The endogenous opiate beta-endorphin is released concomitantly with adrenocorticotropin from the pituitary during stress. In the present study we investigated the possible involvement of opiate receptors in the cardiovascular depression associated with hypovolemic shock in the nonhuman primate. Changes in circulating levels in beta-endorphin were monitored during hemorrhagic shock in 18 female baboons. Plasma levels of beta-endorphin increased significantly during hemorrhagic shock and were significantly correlated with a decrease in cardiac output (P less than 0.05). Single bolus administration of the opiate receptor antagonist naloxone (2 or 5 mg/kg) produced a transient but significant improvement in cardiac output (P less than 0.05) and mean arterial pressure (P less than 0.05). Hemodynamic improvement was maintained with a constant infusion of naloxone. Opiate receptor blockade with the longer acting antagonist naltrexone (2 or 5 mg/kg) significantly increased mean arterial pressure (MAP; P less than 0.05), and CO (P less than 0.05), and decreased heart rate. Our results suggest that the baboon is an excellent model for the study of hemorrhagic shock and provide further evidence for endogenous opiate involvement in the cardiovascular pathophysiology of hemorrhagic shock.

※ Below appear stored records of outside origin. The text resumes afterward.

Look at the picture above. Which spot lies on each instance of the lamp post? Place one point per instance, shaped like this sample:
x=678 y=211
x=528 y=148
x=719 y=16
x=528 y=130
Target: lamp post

内源性阿片肽β-内啡肽在应激期间与促肾上腺皮质激素一起从垂体释放。在本研究中,我们调查了阿片受体在非人灵长类动物低血容量性休克相关的心血管抑制中的可能作用。在18只雌性狒狒失血性休克期间监测β-内啡肽循环水平的变化。失血性休克期间β-内啡肽的血浆水平显著升高,并且与心输出量的降低显著相关(P<0.05)。单次推注阿片受体拮抗剂纳洛酮(2或5mg/kg)可使心输出量(P<0.05)和平均动脉压(P<0.05)产生短暂但显著的改善。持续输注纳洛酮可维持血流动力学改善。用长效拮抗剂纳曲酮(2或5mg/kg)阻断阿片受体可显著提高平均动脉压(MAP;P<0.05)和心输出量(CO;P<0.05),并降低心率。我们的结果表明,狒狒是研究失血性休克的理想模型,并为内源性阿片参与失血性休克的心血管病理生理学提供了进一步的证据。